UN: Migrant Deaths in the MENA Region Highest Since 2017
Facts
- On Tuesday, the International Organization for Migration (IOM) reported that 2022 was the deadliest year for migrants in the Middle East and North Africa (MENA) since 2017. About 3,789 people died along sea and land routes, including crossings in the Sahara Desert and Mediterranean Sea.1
- According to the UN agency, the death toll was 11% higher than in 2021 and the highest since the 4,255 documented in 2017, adding that it could be higher because insufficient data may have failed to record many further deaths.2
- The IOM's Missing Migrants Project, which tracks deaths of migrants in Europe, documented more than 1,025 deaths on land routes to the MENA region. The remainder of the deaths occurred at sea, particularly in the central Mediterranean Sea.3
- The data shows an increase in deadly incidents on boats traveling to Greece and Italy from Lebanon, with "as many as 84% of those who perished along sea routes" still remaining "unidentified."1
- The IOM also reported that the region accounted for more than half of the total 6,877 deaths the project recorded worldwide in 2022.4
- According to the agency, the highest number of deaths on land routes in the region last year was recorded in war-torn Yemen, where it stated that "targeted violence against migrants has intensified."5
Sources: 1Reuters, 2Al Jazeera, 3VOA, 4News, and 5Associated Press.
Narratives
- Establishment-critical narrative, as provided by IOM. People are dying in large numbers on migration routes in the MENA region as they seek to escape violence, war, hunger, extreme poverty, climate change, and other natural disasters. The international community, especially the EU, must stop pretending that migrants no longer exist or that their tragedies no longer matter, and set up a mechanism to end this humanitarian crisis and prevent further loss of lives.
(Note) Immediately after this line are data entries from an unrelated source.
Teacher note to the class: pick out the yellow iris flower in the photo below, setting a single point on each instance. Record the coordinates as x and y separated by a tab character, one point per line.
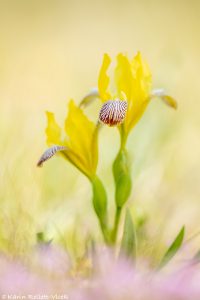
133	82
79	138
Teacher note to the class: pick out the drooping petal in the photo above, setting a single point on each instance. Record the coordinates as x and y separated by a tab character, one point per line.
50	152
90	97
104	80
140	92
113	112
80	132
53	131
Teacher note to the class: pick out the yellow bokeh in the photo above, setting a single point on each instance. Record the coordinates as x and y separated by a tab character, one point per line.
50	52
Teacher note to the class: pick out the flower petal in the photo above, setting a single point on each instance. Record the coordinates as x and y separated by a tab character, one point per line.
140	93
104	80
123	77
80	132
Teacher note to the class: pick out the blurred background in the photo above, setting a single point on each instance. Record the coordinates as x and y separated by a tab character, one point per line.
51	51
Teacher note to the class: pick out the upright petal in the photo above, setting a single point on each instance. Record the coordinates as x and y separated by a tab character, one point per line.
124	77
104	80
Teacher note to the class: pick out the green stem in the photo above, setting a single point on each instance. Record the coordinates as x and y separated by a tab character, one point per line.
100	206
116	224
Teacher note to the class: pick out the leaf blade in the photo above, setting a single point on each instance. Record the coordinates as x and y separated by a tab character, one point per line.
173	248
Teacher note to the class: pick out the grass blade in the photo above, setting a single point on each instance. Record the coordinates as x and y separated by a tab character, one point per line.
173	249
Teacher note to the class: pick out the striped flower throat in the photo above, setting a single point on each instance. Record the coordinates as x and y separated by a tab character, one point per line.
113	112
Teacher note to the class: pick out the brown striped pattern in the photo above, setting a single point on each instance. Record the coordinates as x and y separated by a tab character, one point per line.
49	153
113	112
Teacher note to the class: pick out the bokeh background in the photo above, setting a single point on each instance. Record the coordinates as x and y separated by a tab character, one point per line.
51	51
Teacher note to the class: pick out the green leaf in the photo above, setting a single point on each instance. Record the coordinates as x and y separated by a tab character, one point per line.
122	176
129	240
41	239
100	205
173	249
197	256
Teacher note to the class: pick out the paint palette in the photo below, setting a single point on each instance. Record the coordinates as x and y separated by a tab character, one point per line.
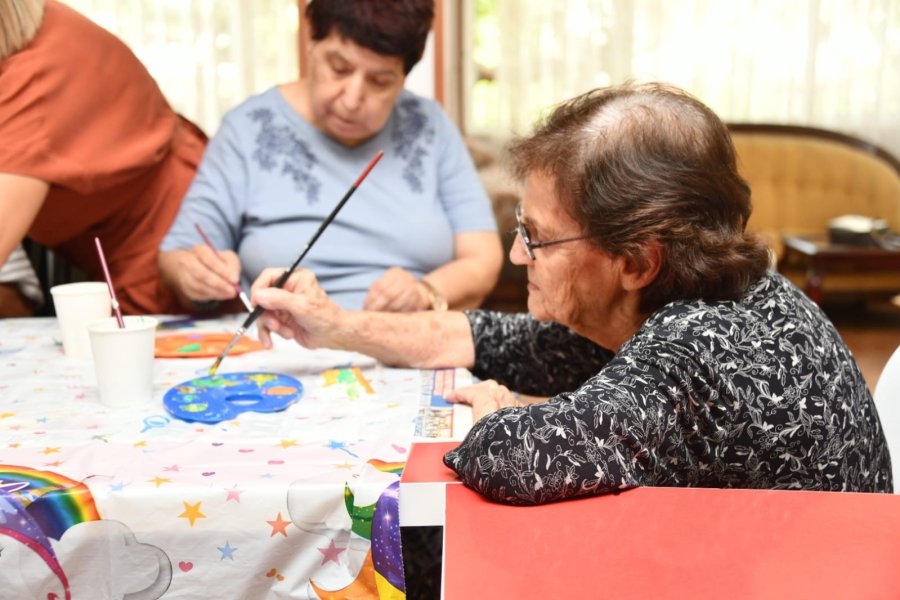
216	398
201	345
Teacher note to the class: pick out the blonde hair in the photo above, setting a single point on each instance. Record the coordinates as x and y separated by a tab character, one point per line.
19	22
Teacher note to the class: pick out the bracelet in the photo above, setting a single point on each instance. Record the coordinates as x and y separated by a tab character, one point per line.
435	298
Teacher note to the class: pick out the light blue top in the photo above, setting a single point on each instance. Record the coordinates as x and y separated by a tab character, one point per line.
268	179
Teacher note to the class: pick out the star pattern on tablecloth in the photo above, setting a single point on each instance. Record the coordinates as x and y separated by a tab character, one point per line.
234	494
192	512
331	553
336	445
227	551
279	525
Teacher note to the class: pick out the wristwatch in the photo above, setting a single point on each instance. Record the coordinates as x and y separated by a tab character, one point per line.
435	298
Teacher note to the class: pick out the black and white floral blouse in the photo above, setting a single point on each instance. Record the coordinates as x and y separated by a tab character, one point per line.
756	393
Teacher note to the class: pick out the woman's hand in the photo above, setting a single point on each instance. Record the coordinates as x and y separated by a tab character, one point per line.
485	397
200	274
397	290
300	310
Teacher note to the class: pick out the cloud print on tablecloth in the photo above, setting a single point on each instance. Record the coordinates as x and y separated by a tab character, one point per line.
50	524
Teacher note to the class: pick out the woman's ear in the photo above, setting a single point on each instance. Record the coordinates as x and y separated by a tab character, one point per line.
639	272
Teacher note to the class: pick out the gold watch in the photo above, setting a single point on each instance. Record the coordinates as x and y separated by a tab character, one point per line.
435	298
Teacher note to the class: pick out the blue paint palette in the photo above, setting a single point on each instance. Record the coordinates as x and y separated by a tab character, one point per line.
222	397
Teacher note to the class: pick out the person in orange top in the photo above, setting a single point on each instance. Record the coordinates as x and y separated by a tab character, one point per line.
89	146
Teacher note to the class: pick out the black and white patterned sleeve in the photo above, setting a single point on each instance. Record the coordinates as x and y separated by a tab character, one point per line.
530	356
605	436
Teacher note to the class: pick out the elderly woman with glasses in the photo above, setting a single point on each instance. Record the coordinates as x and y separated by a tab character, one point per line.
671	356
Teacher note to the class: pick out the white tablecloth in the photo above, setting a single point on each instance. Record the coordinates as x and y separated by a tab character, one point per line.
99	502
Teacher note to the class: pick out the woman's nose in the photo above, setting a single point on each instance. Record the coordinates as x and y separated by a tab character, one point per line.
354	93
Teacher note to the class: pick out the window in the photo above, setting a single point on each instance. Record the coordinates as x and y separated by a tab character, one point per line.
206	55
825	63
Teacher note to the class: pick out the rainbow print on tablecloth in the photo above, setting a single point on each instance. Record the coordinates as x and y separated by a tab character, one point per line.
54	501
387	467
38	505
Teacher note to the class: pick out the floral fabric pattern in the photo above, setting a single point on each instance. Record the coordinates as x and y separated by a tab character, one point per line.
760	392
280	143
412	137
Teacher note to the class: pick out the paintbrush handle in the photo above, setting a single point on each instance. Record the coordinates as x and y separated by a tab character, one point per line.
287	272
256	312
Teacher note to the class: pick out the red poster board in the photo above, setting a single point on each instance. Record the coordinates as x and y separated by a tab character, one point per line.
675	543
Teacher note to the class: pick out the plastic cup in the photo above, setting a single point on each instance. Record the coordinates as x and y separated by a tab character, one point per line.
123	360
77	305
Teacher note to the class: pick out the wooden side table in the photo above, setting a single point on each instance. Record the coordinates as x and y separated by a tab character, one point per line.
822	255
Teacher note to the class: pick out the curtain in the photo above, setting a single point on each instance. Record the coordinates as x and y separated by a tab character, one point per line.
206	55
833	64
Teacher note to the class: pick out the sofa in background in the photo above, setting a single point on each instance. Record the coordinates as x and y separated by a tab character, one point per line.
800	177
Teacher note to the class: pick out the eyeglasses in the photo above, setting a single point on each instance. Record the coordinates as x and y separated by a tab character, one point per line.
529	245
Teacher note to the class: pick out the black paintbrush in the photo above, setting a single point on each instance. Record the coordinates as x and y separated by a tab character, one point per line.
281	280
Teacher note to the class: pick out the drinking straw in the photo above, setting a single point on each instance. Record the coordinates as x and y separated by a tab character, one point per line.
112	291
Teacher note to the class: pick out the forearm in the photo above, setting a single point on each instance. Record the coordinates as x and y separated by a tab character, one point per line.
472	274
419	340
464	283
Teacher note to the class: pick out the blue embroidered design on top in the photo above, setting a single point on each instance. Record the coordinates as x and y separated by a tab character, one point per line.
412	137
277	143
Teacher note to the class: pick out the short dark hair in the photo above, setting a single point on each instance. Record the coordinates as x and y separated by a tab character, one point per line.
635	164
388	27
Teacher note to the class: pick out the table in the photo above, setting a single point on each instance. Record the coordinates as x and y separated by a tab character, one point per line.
99	502
822	256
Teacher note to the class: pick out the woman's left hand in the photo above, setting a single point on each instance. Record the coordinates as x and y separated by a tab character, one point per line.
485	398
397	290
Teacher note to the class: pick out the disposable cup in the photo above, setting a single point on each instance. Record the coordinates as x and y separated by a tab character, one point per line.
77	305
123	360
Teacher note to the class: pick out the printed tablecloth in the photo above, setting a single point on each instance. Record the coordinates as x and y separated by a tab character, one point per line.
99	502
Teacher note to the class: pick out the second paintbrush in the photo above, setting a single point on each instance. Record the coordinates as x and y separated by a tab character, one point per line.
255	314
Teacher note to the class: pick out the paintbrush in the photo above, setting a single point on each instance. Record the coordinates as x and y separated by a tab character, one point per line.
284	276
112	291
237	287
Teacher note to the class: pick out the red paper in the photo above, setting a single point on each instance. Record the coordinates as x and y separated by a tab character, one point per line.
675	543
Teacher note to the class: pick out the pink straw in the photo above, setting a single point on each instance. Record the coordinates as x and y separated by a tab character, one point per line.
112	291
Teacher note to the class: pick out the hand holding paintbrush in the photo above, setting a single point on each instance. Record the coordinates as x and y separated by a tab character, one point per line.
255	314
237	287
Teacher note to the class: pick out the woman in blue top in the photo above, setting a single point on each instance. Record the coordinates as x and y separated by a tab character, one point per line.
420	232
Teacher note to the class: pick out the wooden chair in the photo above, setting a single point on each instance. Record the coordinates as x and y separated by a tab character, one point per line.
887	400
802	177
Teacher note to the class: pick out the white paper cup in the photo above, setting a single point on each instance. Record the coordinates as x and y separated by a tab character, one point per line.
123	360
77	305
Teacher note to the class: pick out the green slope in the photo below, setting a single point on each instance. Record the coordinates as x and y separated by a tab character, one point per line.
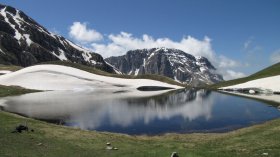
267	72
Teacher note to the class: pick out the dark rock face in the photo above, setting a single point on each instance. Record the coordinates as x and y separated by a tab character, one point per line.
24	42
172	63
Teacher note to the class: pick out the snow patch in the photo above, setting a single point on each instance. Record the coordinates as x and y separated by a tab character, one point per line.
27	39
2	72
56	77
17	34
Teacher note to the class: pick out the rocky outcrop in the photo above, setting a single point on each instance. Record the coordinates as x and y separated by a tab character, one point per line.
24	42
172	63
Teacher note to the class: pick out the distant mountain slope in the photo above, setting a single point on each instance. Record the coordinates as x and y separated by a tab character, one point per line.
171	63
24	42
267	72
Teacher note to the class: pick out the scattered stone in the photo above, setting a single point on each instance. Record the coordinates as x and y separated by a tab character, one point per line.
251	91
265	154
20	128
39	144
109	147
174	154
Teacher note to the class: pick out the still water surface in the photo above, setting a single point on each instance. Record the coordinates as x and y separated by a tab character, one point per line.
180	111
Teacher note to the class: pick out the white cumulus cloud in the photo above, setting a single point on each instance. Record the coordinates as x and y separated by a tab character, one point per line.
80	33
119	44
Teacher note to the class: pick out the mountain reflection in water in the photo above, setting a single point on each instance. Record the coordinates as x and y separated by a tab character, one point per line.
118	111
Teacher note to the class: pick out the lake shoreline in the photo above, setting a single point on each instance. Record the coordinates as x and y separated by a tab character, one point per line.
74	141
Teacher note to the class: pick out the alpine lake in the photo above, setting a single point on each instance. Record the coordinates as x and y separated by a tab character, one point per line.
179	111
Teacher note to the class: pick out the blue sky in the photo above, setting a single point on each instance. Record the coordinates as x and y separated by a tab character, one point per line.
245	34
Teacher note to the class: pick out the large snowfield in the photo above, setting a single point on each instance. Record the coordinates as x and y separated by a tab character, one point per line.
57	77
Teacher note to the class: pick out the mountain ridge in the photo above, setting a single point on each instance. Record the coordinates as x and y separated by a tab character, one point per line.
24	42
172	63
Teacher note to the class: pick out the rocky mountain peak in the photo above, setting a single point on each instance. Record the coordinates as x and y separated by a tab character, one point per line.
173	63
24	42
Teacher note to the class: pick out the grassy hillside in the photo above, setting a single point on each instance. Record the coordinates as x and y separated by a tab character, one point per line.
9	67
100	72
267	72
53	140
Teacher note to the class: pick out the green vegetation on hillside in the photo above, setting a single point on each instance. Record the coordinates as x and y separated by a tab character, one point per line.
100	72
53	140
267	72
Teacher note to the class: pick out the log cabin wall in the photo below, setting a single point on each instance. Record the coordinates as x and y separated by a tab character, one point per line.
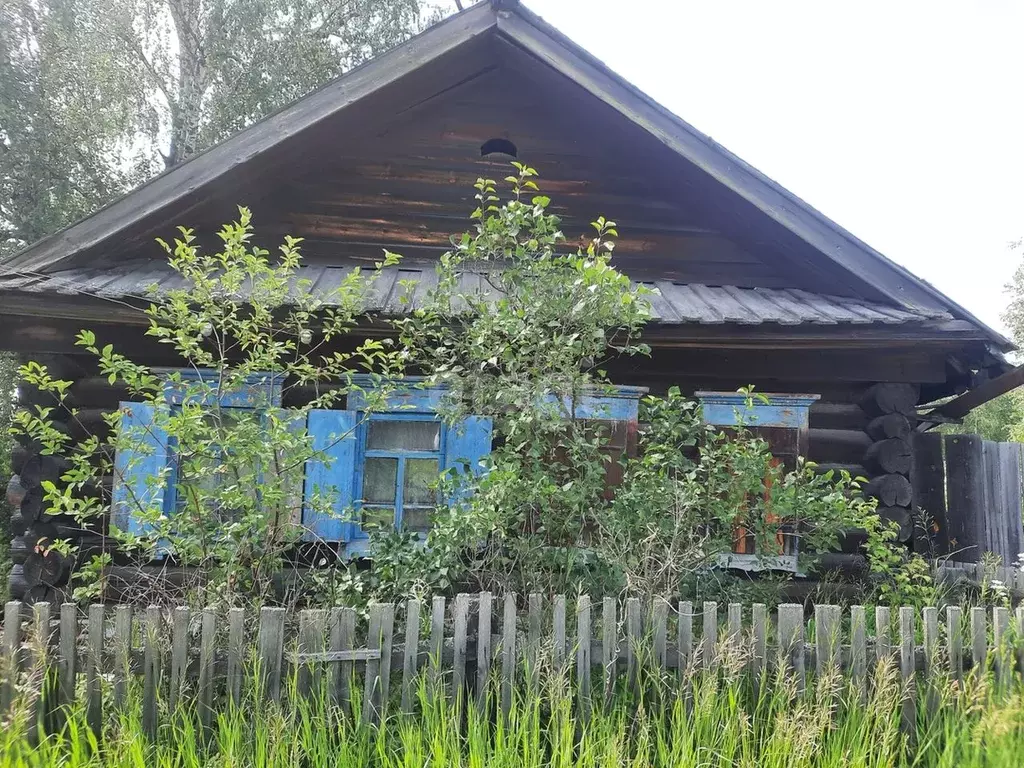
848	425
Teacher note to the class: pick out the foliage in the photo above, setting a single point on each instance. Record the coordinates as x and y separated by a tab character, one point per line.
721	719
97	95
238	473
526	349
8	372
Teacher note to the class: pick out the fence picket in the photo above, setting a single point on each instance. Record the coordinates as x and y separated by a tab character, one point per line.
609	645
791	640
460	633
508	652
68	653
826	637
1000	649
436	641
94	669
883	628
979	640
483	651
342	639
42	659
122	650
271	646
858	650
634	634
535	606
558	632
11	645
759	641
684	637
207	657
659	631
583	653
410	665
906	666
151	670
179	652
930	634
954	642
710	635
236	652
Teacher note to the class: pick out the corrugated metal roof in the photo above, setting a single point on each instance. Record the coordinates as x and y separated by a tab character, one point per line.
674	303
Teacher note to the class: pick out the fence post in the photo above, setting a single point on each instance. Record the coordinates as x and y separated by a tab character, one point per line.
609	645
411	657
791	640
270	648
151	671
94	670
508	652
11	651
906	667
583	654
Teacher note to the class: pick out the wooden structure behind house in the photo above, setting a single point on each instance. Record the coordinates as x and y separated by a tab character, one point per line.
754	286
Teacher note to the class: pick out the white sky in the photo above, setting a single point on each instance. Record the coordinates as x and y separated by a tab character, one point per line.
900	120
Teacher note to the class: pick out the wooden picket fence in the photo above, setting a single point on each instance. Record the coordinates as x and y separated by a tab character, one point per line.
472	643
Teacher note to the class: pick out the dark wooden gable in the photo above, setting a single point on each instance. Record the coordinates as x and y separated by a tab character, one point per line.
407	185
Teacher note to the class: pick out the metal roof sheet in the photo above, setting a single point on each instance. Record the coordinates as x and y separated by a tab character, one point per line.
674	303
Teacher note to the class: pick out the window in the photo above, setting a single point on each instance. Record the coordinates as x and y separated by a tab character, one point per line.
382	467
375	469
146	470
782	421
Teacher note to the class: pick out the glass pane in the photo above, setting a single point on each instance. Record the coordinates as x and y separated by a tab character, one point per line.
420	475
380	479
416	519
377	517
403	435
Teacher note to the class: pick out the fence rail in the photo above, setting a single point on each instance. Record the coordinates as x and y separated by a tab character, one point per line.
473	641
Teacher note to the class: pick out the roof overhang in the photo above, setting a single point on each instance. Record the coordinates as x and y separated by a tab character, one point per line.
505	24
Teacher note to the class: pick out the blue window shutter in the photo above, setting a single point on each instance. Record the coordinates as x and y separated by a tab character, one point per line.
334	434
139	476
468	442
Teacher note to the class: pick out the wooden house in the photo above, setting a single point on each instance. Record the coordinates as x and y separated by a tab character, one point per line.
755	286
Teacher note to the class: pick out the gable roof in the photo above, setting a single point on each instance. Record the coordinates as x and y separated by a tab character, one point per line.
515	26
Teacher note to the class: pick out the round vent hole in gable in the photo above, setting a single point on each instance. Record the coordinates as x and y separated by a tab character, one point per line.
499	146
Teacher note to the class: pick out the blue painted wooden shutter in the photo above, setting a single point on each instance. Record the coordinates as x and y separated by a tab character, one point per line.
468	442
334	434
139	476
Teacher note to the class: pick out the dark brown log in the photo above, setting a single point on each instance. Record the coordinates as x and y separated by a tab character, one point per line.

- Pro-establishment narrative, as provided by Consilium. Even though the migrants are not European citizens, the EU is boosting rescue operations, offering shelter for migrants already on their territory, fighting migrant smuggling in the Mediterranean, and assisting African authorities to better control and address irregular migration. While an escalating migration crisis is testing the EU's commitment to human rights and open borders, the European Border and Coast Guard Agency has already saved more than 629K people since 2015.